On Tuesday, Signature Theatre kicks off its adaptation in Virginia through Oct. 9.
“If you haven’t read it, shame on you — I believe it’s mandatory reading,” Actress Frenchie Davis told WTOP. “It’s really a story about sisterhood, friendship, survival, feminism during a time when we really didn’t have a word for it, but that’s what was happening, and a community of people who are just now beginning to understand what freedom means.”
Set in the early 1900s in Georgia, the story follows Celie, who is torn from her beloved sister as a teenager and forced into an abusive marriage with Mister. Over the next 40 years, Celie endures repression and heartbreak, while discovering hope in her friends.
“These are the first generation of free people,” Davis said. “These are the first generation of Black people to be born not slaves in this country. It’s a very interesting commentary on how, in the quest of Black liberation, how the patriarchy has endured. … We have grandmothers whose mothers couldn’t even own property or open a bank account.”
Davis plays the role of Sofia alongside Danielle Summons as Shug Avery, Kaiyla Gross as Nettie, Solomon Parker III as Harpo, Torrey Linder as Mister and Nova Y. Payton as Celie, a role that earned Whoopi Goldberg an Oscar nomination and won LaChanze a Tony Award.
They’re all directed by the great Timothy Douglas from a book by Marsha Norman and a songbook of music and lyrics by Brenda Russell, Allee Willis and Stephen Bray.
Davis calls the title song “beautiful.” She also loves “Miss Celie’s Pants” as “Celie has found the strength and courage through her friendship with Sug and Sofia to leave this abusive marriage. Now she’s started her own business making clothes for people at a time when they’re just starting to grasp women wearing pants,” Davis said.

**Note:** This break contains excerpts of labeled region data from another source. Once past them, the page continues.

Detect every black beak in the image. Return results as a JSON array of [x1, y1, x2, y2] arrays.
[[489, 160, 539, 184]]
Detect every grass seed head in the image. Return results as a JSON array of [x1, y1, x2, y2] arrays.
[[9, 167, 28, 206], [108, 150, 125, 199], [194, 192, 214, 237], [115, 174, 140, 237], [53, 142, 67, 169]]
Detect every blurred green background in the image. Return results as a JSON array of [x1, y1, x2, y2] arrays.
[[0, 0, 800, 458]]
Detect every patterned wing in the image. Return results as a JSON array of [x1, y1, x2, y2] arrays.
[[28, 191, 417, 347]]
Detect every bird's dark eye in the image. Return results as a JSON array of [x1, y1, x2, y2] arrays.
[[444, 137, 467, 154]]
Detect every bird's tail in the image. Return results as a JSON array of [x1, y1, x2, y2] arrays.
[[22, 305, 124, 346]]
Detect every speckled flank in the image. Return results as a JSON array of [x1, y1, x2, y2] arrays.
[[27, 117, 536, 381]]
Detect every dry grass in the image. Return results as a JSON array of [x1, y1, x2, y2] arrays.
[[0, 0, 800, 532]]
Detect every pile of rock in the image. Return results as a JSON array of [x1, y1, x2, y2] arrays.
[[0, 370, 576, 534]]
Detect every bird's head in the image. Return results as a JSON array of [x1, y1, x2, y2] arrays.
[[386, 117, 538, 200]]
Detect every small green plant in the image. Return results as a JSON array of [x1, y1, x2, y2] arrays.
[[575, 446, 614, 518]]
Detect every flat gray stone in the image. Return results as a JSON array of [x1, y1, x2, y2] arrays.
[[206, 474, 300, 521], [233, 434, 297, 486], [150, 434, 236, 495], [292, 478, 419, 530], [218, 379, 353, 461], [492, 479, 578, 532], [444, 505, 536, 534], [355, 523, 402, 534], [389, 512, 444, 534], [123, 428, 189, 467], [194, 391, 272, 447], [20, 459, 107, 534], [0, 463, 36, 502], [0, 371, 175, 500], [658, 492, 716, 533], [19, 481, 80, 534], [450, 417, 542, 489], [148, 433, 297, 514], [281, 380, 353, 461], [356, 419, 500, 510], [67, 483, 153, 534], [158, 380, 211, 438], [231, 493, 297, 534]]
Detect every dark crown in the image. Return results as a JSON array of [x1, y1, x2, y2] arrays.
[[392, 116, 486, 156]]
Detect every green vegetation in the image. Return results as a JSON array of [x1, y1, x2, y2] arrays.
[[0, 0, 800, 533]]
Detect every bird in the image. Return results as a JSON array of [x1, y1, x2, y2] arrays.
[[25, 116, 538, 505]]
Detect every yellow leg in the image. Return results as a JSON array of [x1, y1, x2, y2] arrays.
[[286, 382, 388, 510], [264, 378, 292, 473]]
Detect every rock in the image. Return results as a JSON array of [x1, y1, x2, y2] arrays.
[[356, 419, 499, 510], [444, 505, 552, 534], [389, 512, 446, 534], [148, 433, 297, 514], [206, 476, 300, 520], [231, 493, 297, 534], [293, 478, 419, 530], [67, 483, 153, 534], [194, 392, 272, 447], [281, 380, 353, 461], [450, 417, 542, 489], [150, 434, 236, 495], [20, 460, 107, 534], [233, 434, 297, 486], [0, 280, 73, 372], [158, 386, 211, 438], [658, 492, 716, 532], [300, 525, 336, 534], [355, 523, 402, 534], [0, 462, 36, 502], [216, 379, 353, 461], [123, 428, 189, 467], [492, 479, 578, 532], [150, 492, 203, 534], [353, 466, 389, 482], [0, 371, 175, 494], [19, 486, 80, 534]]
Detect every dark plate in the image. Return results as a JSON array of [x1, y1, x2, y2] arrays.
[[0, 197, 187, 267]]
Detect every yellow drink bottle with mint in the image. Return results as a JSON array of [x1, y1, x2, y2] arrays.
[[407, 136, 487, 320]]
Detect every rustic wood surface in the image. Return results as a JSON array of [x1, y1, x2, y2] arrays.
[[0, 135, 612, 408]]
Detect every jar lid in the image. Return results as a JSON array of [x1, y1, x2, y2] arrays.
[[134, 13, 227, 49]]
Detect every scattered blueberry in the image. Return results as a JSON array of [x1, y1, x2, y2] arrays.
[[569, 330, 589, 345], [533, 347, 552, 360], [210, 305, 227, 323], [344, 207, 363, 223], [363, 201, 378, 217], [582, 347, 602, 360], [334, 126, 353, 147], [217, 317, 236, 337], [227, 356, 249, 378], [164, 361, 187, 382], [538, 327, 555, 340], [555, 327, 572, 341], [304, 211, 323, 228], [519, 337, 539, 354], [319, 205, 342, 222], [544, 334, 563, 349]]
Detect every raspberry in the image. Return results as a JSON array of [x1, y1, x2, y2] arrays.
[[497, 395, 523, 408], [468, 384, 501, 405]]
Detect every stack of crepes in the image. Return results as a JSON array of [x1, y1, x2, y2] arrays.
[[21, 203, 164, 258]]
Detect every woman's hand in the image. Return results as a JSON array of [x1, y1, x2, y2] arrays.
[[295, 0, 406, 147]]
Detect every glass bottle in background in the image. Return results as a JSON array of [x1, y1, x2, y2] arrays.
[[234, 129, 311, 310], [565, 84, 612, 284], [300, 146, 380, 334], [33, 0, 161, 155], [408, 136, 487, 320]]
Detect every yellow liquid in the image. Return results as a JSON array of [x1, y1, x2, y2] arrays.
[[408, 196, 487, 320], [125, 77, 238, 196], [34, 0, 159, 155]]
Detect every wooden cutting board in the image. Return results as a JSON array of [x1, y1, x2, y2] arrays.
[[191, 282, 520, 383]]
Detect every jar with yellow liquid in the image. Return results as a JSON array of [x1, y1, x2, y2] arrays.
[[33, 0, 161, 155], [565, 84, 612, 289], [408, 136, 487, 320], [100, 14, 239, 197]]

While the women survive trauma and come out stronger, she also appreciates the redemption of male characters like Mister. “The self-reckoning he has at the end of the story is beautiful. … You’ve got to go through the dark to fully appreciate the light. It ain’t rainbows and sunshine all the time. The rainbows only happen after rain,” Davis said.
That notion ties into the title, which reminds us to appreciate the little things.
“There’s a line where Sug Avery says to Celie, ‘I think it pisses God off when you walk by the color purple in a field and don’t notice it.’ … Even in the darkest, most painful experiences, something beautiful can evolve from that. You heal from the dark and painful experiences by remembering to notice the beauty in small things like the color purple.”
Signature will host Discussion Nights on Sept. 13 and 21 and Pride Night on Sept. 16.
“Please come out and witness this magical show,” Davis said. “It’s been a spiritual experience putting this story together. … It’s such a powerful story. You’re going to cry, you’re going to laugh, you’re going to clap, you will leave feeling empowered and proud.”